As the sibling pointed out, there are already plenty of laws about, for example, handling of personally identifiable data. Somehow there is a lack of awareness, perhaps what is needed is a couple of high-profile convictions (which can't be too far off).
One of the key functions of a professional body is to ensure all members are aware of existing and new laws, standards and codes of practice. And to ensure different grades of engineer are aware of different levels of the standards. And that sector-specific laws and standards are accredited accordingly.
High profile convictions are not a good way of dealing with this. Not in the short or long term. Sure they have an impact, and laws should be enforced, but that’s not a substitute for managing the industry properly.
Nothing would be more effective at killing open source and commercial software business that requiring everyone that writes and ships software to users, directly or indirectly (e.g. an open-source library) to have License To Program from Software Licensing Organization.

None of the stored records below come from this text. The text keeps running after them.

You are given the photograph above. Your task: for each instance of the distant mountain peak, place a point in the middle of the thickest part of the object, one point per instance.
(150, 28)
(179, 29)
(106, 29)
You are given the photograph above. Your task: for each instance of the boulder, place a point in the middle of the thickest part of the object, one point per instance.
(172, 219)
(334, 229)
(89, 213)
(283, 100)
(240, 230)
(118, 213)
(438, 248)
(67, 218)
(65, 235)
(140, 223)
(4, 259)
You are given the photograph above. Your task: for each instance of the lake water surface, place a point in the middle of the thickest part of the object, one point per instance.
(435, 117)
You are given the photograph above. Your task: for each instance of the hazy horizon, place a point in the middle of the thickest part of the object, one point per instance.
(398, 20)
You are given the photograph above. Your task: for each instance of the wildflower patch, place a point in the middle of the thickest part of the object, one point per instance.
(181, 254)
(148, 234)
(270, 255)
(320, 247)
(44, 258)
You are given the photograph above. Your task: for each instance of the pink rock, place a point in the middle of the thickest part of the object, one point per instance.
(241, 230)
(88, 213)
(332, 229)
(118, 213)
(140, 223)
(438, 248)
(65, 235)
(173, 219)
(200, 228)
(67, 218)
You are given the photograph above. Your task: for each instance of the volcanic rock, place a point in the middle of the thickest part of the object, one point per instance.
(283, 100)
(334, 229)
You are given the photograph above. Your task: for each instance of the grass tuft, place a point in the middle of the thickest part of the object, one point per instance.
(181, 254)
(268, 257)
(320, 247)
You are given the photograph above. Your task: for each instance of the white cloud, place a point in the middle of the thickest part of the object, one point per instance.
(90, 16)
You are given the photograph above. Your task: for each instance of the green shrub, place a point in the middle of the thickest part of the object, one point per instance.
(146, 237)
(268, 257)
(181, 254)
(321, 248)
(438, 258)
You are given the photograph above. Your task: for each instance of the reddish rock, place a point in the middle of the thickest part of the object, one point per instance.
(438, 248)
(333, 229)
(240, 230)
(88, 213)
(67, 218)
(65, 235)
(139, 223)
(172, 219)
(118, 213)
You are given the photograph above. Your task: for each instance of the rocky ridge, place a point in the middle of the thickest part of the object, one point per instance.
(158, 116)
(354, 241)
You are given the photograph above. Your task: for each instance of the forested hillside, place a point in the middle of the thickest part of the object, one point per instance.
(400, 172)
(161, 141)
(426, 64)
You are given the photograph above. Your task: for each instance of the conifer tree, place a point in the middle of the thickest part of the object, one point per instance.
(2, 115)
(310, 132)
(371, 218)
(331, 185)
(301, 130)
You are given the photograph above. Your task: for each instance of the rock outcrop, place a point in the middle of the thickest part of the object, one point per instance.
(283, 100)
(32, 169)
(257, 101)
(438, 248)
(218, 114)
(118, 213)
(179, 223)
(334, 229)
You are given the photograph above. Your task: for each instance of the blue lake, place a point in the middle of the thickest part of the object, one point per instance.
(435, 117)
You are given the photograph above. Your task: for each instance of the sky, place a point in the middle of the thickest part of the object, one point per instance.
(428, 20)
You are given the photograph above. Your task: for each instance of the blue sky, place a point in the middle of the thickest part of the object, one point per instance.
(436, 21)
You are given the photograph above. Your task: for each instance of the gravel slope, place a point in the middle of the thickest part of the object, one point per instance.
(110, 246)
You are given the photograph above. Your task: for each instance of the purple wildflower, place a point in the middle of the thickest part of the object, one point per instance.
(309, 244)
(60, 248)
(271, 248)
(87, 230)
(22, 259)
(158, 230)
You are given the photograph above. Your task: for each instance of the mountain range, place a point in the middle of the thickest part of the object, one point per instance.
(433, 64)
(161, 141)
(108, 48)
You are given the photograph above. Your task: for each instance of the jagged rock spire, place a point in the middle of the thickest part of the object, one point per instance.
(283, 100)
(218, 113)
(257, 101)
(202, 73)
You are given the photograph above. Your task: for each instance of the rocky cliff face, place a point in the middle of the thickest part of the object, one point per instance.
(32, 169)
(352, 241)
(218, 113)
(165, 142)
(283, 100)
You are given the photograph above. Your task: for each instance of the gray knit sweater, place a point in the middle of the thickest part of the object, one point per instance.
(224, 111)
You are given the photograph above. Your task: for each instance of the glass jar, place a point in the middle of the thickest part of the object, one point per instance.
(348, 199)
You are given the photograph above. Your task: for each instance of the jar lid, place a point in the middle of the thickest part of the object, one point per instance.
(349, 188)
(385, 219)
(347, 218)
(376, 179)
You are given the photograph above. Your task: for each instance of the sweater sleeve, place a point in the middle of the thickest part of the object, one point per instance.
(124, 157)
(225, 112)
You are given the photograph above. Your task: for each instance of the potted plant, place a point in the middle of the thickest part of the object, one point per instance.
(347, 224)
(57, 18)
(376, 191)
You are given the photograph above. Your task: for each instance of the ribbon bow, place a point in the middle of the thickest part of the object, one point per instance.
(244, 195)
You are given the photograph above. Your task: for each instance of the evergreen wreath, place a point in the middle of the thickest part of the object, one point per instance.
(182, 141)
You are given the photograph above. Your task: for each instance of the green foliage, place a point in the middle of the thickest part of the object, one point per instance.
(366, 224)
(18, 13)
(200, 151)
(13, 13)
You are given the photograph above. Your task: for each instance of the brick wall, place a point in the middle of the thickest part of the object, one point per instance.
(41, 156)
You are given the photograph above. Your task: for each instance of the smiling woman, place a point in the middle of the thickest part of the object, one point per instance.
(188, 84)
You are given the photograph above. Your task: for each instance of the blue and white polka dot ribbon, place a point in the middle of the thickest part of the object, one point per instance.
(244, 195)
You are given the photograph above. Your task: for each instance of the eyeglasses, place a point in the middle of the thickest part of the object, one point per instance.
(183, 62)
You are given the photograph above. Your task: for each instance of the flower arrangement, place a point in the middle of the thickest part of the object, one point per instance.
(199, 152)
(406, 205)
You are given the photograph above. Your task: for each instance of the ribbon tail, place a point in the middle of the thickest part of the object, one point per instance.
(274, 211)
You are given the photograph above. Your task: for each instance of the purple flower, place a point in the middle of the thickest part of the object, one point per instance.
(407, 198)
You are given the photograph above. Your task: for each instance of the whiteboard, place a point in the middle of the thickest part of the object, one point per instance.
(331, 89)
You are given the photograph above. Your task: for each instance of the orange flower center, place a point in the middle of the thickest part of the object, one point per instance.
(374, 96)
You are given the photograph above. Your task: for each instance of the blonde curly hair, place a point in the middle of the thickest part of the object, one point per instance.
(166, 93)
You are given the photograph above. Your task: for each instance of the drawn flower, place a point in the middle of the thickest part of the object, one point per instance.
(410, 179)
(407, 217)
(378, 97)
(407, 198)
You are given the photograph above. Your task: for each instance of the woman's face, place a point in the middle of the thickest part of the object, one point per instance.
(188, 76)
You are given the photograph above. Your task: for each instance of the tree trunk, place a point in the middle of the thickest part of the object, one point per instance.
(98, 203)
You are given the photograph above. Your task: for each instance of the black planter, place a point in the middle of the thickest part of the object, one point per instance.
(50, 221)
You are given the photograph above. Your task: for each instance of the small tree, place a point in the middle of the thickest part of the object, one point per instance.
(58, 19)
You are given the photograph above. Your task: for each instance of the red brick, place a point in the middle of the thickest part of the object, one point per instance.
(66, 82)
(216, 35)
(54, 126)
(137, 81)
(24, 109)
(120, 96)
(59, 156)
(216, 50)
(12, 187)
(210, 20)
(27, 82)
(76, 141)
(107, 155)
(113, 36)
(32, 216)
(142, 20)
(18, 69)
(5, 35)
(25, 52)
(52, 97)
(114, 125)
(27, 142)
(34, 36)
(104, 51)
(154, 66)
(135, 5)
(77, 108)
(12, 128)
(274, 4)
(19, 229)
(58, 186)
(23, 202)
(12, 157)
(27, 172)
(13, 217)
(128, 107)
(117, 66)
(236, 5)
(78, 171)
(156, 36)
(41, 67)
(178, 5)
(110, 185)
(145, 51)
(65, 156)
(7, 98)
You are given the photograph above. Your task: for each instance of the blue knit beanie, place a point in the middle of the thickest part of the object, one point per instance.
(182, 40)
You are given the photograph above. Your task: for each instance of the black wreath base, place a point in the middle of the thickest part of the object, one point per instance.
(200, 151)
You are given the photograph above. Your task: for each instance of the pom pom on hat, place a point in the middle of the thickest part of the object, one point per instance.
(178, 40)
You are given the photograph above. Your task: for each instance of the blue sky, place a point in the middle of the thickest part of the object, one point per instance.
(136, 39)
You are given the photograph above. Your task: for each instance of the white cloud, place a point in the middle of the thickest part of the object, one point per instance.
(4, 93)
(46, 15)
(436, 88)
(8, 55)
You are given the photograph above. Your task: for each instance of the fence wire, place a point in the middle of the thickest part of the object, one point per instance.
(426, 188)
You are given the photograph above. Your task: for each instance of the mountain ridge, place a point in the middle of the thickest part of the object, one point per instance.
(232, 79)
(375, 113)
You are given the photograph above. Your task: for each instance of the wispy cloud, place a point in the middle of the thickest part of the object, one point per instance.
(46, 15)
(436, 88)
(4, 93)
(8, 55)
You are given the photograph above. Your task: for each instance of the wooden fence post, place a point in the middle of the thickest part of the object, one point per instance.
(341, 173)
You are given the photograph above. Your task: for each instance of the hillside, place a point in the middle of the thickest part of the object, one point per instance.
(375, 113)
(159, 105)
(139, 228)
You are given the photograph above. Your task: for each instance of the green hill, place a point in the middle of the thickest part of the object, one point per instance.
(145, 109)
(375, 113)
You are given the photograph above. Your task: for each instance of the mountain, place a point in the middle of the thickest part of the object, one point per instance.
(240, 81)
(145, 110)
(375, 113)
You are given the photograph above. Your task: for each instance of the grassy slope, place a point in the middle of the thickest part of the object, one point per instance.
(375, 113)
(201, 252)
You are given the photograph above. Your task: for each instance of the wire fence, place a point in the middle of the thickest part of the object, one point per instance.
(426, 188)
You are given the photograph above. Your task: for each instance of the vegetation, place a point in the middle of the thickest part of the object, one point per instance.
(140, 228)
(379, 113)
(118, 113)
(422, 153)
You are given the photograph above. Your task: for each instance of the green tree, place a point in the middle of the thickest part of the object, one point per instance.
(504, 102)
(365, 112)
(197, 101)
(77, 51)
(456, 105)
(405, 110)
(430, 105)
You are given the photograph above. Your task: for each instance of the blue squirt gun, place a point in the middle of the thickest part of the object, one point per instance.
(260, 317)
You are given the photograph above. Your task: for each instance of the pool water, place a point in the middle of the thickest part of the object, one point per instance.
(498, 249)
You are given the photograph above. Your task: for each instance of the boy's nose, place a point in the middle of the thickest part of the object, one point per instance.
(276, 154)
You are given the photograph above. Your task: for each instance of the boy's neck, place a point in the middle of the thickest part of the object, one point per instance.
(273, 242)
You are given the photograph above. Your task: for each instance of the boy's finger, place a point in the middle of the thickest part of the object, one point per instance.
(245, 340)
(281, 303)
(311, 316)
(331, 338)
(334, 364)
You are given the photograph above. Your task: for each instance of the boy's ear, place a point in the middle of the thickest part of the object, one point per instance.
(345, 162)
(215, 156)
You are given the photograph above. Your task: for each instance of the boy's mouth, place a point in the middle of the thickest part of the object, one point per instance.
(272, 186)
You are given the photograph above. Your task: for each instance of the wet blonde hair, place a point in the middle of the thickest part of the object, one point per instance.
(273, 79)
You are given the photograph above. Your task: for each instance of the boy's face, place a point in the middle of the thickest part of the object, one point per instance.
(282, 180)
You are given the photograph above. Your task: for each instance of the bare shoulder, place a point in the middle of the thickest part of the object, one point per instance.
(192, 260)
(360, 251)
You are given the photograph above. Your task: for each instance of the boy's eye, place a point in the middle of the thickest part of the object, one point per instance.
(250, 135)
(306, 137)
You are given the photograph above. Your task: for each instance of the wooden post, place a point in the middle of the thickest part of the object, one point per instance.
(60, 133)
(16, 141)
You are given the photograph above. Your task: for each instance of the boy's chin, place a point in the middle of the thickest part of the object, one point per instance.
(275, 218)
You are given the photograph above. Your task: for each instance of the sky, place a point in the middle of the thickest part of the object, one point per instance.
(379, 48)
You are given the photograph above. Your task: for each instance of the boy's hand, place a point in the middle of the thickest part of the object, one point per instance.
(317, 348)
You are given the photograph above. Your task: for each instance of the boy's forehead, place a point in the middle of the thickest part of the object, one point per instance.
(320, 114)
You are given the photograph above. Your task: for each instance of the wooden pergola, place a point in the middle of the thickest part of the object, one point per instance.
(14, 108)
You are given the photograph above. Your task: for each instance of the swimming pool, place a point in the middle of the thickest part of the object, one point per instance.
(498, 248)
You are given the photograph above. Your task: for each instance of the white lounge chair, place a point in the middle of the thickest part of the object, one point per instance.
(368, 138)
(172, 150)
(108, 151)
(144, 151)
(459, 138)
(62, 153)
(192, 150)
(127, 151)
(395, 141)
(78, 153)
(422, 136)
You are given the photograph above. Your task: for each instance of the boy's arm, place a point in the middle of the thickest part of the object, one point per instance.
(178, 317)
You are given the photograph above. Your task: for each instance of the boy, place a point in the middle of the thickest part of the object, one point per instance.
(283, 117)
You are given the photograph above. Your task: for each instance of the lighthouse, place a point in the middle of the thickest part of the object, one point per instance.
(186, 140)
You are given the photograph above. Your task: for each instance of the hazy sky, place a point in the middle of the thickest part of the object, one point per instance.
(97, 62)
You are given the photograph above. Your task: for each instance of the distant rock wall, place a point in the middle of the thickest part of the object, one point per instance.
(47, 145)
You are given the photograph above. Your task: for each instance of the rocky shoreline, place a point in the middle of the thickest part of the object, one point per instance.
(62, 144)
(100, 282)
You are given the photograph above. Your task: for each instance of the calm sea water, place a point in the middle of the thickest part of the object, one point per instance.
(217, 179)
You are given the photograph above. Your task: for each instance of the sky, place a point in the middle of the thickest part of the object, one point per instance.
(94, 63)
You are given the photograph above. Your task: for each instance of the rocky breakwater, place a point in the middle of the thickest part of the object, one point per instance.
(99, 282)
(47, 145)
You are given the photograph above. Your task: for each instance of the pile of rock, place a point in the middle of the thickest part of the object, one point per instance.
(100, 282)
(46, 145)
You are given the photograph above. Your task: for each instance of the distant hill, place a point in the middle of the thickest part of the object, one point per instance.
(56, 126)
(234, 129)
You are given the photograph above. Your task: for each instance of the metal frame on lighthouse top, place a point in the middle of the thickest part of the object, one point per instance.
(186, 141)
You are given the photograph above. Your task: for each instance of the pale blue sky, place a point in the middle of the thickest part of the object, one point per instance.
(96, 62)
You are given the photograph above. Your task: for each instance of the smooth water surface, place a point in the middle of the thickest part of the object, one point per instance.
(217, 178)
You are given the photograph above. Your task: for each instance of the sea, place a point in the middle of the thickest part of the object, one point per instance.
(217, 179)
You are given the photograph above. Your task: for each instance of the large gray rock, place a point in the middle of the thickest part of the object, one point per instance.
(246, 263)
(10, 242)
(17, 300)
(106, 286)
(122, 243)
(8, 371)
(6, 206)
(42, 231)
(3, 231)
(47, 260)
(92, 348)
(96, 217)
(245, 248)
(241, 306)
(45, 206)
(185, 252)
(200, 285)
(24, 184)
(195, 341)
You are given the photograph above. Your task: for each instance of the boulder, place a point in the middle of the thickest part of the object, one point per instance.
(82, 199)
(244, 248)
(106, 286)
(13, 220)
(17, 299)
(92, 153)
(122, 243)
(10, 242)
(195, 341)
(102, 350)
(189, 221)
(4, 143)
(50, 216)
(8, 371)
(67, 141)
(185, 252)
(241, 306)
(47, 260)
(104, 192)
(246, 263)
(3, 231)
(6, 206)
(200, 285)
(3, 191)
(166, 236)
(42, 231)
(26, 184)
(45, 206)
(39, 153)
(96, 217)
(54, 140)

> aware of existing and new laws, standards and codes of practice
Yeah, because software business is not at all ruled by fads.
1997: you have to follow Extreme Programming (XP) or you don't get your license
2000: you now have to use XML for everything in XML or you don't get your license
2002: you now have to follow Agile or you don't get your license
2025: you now have to write everything in Rust or you don't get your license
etc., etc.
What complete nonsense. Professional bodies don't mandate fads. Get a grip.
A software engineering licensing body would require licensed individuals to understand things about security and accessibility, which would be a huge improvement. If you are responsible for a trivial security vulnerability you and the company should actually be liable for it.
Sysadmins/other adjacent roles should likely have the same requirements. An unmaintained/unsecured server can create a huge liability.